Er zijn vijf onderzoekers aangetrokken om zich actief voor het project in te zetten en de Universiteit van Mons gebruikt het onderzoek in de lessen.
Nieuwe bedrijfsmodellen
De resultaten van het project worden gedeeld met bedrijven die bij gevolg hun dienstverlening en producten kunnen verbeteren. Zo is de technologie al getest door privébedrijven en komen er nieuwe samenwerkingen tot stand tussen digitale middelgrote en kleine bedrijven en bouwmaatschappijen.
Als we vooruitkijken, zien we dat, naar verwachting, verschillende digitale middelgrote en kleine bedrijven en netbeheerders in Wallonië de resultaten van het project zullen gebruiken en meer dan honderd banen zullen creëren tegen 2025.
De activiteiten rondom de pilot zullen verder worden uitgebreid naar nieuwe gemeenten in Wallonië en Vlaanderen. Er lopen gesprekken om de aanpak ook in het VK (Manchester) en Frankrijk (Rijsel) te testen waarbij gebouwen en energiesystemen aan de individuele situatie kunnen worden aangepast.

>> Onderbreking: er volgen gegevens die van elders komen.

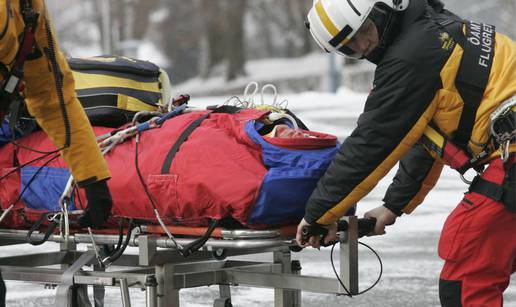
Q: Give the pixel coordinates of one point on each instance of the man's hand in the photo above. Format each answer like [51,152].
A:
[315,241]
[99,205]
[383,217]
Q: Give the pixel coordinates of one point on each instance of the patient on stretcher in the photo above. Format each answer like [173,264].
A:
[224,169]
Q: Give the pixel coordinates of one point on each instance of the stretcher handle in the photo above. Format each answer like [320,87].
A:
[365,226]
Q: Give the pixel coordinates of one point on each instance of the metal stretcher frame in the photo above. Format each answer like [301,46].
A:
[161,271]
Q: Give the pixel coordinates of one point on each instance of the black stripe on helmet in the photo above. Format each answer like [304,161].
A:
[354,8]
[341,36]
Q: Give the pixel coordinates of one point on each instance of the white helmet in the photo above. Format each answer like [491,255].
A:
[334,22]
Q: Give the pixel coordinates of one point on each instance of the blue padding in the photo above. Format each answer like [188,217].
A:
[292,176]
[23,127]
[5,133]
[46,189]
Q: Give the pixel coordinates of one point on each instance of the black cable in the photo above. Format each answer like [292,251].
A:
[58,78]
[34,150]
[340,281]
[337,274]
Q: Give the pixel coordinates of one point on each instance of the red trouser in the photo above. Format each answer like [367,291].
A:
[478,244]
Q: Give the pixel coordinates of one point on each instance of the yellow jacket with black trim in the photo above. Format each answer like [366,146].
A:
[41,92]
[414,86]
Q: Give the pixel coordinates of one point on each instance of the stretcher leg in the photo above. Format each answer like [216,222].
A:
[225,297]
[168,296]
[152,295]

Totale investering en EU-financiering
De totale investering voor het project “WAL-E-CITIES - ENR” bedraagt 3 766 288 EUR. Daarvan wordt 1 506 516 EUR bijgedragen door het Europees Fonds voor regionale ontwikkeling via het operationele programma “Wallonië” voor de programmeringsperiode 2014-2020. De investering valt onder de prioriteit “Bevordering van een koolstofarme economie door middel van hernieuwbare energie, energie-efficiëntie in gebouwen en duurzame multimodale stedelijke mobiliteit”.